If Harbaugh does go to the NFL, I hope at least he picks the team (and city) that will appreciate him, because something else I learned last week in L.A. is that my hometown still doesn’t care about its NFL teams. Not even the Rams, whose fan base is tepid and whose press conferences were poorly attended during a playoff week just two years after they won it all. The Chargers, meanwhile, couldn’t sustain interest in San Diego, let alone now in their role as L.A.’s second banana.

Sadly, Harbaugh’s departure for the NFL feels inevitable, because of that Super Bowl hole that’s been there for a decade.
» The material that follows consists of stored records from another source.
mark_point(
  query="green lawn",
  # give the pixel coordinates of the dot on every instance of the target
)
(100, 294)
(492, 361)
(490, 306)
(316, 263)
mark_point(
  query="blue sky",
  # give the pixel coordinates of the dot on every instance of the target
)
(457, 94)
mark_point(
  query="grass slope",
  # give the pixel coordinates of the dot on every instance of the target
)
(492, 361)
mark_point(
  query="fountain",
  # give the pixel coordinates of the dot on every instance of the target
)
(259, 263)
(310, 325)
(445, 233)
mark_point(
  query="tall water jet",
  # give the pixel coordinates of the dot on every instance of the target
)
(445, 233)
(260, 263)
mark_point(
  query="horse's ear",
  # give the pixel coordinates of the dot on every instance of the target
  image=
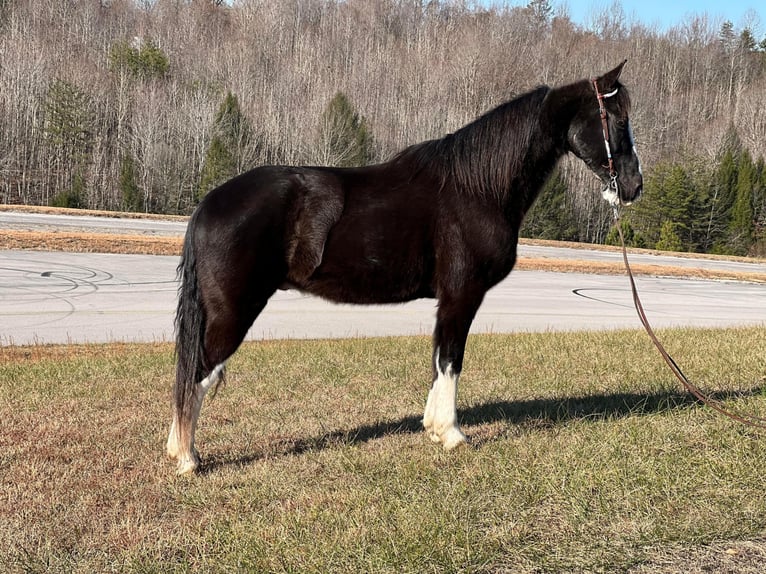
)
(608, 82)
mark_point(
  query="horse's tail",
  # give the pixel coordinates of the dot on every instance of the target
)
(191, 360)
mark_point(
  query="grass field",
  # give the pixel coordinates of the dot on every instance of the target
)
(585, 457)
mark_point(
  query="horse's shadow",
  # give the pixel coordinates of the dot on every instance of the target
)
(536, 413)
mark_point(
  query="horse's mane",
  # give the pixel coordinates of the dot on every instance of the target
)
(482, 158)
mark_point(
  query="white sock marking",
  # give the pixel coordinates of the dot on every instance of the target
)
(440, 418)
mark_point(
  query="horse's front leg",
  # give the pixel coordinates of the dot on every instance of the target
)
(453, 321)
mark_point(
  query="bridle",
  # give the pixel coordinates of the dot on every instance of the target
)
(745, 418)
(605, 131)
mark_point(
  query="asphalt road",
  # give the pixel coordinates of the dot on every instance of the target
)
(73, 298)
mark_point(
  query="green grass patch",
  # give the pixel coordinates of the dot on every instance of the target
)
(585, 457)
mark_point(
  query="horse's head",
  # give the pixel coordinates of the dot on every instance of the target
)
(600, 135)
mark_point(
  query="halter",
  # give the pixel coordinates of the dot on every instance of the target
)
(612, 185)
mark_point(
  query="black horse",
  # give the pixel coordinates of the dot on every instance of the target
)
(440, 220)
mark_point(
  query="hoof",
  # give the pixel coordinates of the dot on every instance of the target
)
(186, 466)
(450, 439)
(453, 438)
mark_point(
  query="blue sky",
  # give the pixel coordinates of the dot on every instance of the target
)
(668, 13)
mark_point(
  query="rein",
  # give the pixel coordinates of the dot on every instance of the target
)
(745, 418)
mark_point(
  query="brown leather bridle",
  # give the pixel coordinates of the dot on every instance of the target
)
(605, 130)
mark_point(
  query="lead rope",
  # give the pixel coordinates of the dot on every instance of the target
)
(747, 419)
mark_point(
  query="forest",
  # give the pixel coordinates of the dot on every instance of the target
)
(145, 105)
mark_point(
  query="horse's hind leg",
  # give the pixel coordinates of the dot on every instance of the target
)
(224, 332)
(180, 446)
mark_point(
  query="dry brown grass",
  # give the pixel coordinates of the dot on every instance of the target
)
(147, 245)
(584, 458)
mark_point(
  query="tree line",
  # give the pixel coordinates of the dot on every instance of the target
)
(146, 105)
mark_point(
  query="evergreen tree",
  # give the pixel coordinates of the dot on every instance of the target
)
(225, 156)
(143, 59)
(131, 194)
(74, 197)
(68, 130)
(669, 239)
(344, 137)
(232, 127)
(217, 168)
(551, 216)
(741, 226)
(68, 122)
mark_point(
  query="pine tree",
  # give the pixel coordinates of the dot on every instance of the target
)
(232, 127)
(225, 155)
(344, 138)
(551, 216)
(741, 227)
(131, 195)
(669, 239)
(217, 168)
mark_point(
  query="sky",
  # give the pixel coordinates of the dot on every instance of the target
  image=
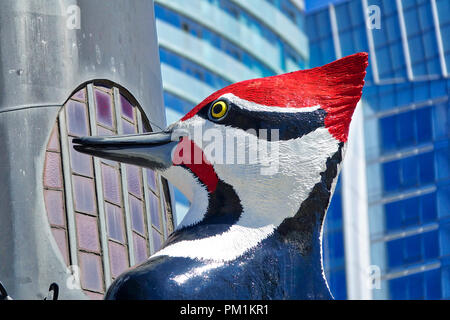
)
(315, 4)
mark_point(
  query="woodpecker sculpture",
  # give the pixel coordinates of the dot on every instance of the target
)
(247, 235)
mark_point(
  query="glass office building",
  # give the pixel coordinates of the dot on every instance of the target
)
(399, 246)
(208, 44)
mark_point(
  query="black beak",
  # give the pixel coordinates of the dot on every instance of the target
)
(151, 150)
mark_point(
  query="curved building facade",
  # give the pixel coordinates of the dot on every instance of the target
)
(206, 45)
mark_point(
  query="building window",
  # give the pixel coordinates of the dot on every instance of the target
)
(105, 216)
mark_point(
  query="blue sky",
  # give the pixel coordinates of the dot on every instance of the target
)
(314, 4)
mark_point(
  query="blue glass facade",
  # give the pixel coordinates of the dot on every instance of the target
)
(406, 126)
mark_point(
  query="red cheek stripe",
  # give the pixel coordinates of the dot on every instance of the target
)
(188, 154)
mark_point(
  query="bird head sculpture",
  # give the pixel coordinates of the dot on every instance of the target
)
(258, 161)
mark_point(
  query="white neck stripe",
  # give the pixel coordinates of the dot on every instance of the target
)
(220, 248)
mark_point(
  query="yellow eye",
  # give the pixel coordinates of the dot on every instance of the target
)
(219, 109)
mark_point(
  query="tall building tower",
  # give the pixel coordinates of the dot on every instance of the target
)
(206, 45)
(390, 231)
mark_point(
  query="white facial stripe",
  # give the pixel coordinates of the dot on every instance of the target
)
(278, 196)
(220, 248)
(251, 106)
(193, 190)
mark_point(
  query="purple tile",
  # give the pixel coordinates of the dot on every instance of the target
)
(104, 132)
(134, 180)
(118, 257)
(84, 194)
(140, 248)
(157, 240)
(91, 271)
(77, 121)
(127, 108)
(104, 108)
(61, 240)
(52, 171)
(53, 143)
(115, 222)
(128, 128)
(55, 207)
(111, 184)
(137, 214)
(80, 95)
(87, 233)
(154, 210)
(151, 179)
(81, 163)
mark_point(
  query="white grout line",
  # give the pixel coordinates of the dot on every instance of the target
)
(146, 191)
(124, 180)
(71, 224)
(99, 189)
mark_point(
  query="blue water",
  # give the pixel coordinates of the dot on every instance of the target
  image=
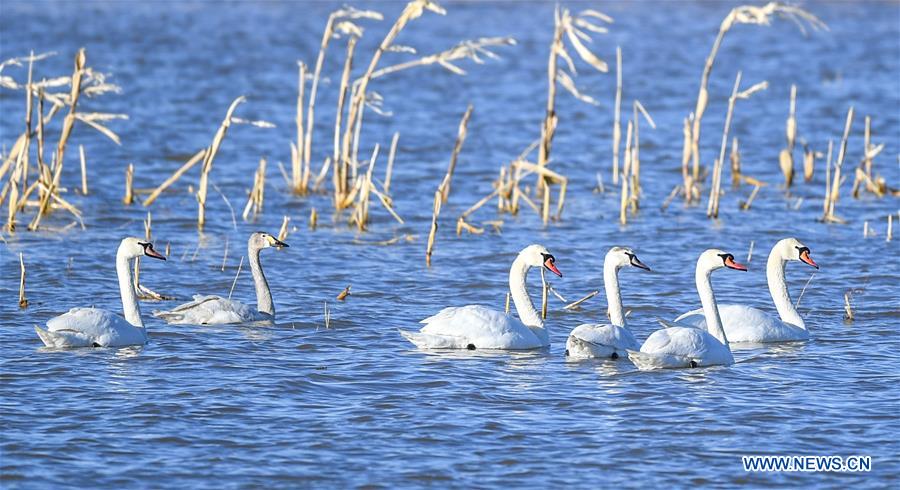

Snead compared his own aching doubt to an Olympian who took home silver or bronze.

“Like you got a medal,” he said, “but while every day you wake up and go, ‘What if we’d done this or that and just gotten that gold?’

“It’s a tough thing to live with but a very, very, very sharp motivator to say, ‘OK, is there something we can do and can we do a little bit more and get back there and actually win that thing?’ ”

I believe Harbaugh can and will win a Super Bowl if he returns to the NFL. But it won’t happen overnight and he’s already 60. If it doesn’t work out, it would be hard for him to return to the college ranks and repeat the success he’s had at Michigan.

I can appreciate the need for an elite coach and competitor such as Harbaugh to fill his Lombardi Trophy-shaped void. But I hope he considers the alternative. Because even though a second college championship wouldn’t fill the NFL hole, it would cement his legacy among one of football’s most storied programs. And it might just be enough to dish out a little crow at the big person’s table.